Por ahora ando un poco corto en el tiempo, pero para mañana o pasado te hago un resumen del analisis necesario para desarrollar un filtro...

Pero vuelvo a recalcar... para "Diseñar" un filtro es necesario conocer las condiciones y/o especificaciones, si no tienes ninguna, puedes partir planteandote una señal que quieras filtrar (frecuencias bajas indeseables, altas o un rango de frecuencias para el pasabanda). Si es solo un análisis teórico, te inventas valores de frecuencias y sigues el procedimiento.... pero debes tener presente que al filtrar con un pasabanda, eliminas tanto las bajas como las altas frecuencias que no estén incluidas en el ancho de banda

Si estas demasiado corto de tiempo, busca esta información como "Filtros activos" o "Filtros de polo total" o "VCVS Estructura de Condensador Uniforme".


----------



## wero_wire (Nov 22, 2005)

pues igual yo no se mucho acerca de los filtros pero si solo lo tiene q diseñar con fines demostrativos o realmente de aplicacion puedes auxiliarte de algun programa pa diseño de los mismos ya sean activos o pasivos, son muy practicos pues solo metes los datos de la fp, fs tipo d filtro y hasta el orden y t los saca d inmediato (en el caso del mas sencillo).

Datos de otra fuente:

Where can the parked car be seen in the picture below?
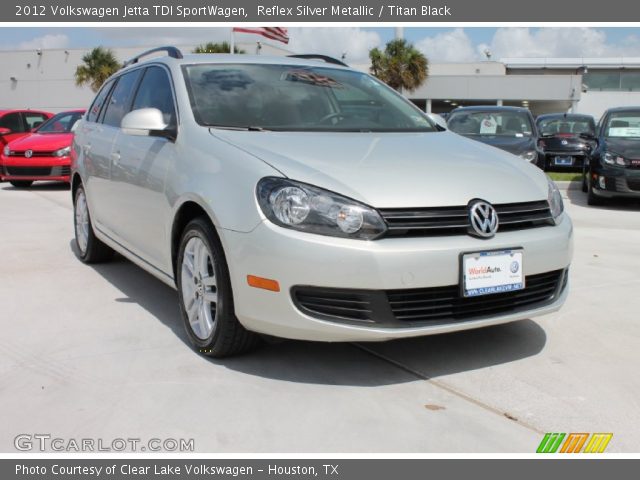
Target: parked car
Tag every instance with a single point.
(18, 123)
(42, 155)
(614, 168)
(567, 140)
(509, 128)
(307, 200)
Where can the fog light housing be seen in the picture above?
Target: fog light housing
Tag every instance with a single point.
(602, 183)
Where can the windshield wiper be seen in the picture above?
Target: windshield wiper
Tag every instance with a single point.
(248, 128)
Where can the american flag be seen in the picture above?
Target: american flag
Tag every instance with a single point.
(274, 33)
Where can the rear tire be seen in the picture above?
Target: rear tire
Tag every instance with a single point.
(206, 298)
(90, 248)
(21, 183)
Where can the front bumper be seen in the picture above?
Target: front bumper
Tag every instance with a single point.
(294, 258)
(35, 168)
(617, 182)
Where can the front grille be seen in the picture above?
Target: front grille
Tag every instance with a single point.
(447, 303)
(424, 306)
(21, 153)
(455, 220)
(29, 171)
(633, 184)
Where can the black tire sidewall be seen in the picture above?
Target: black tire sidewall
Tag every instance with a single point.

Filter Wiz pro --- http://www.downloadjunction.com/product/store/6538/

AADE Filter Design and Analisis --- http://www.aade.com/filter.htm

y en esta pag encontraras varios prog. pa el diseño --- http://www.web-ee.com/Downloads/Filters/filter_design.htm

Haber si algo t sirve sino como dijo supermeco mandame al carajo....... jejejej


----------



## pabloacosta (Nov 26, 2005)

Mira podes entrar en www.pisotones.com sale todo lo que queres saber de pedales de efectos. Y el filtro por lo que yo vi y me hice uno es una resistencia y un condensador a masa. la resistecia podes cambiarla por un potenciometro y lo regulas de ahi.


----------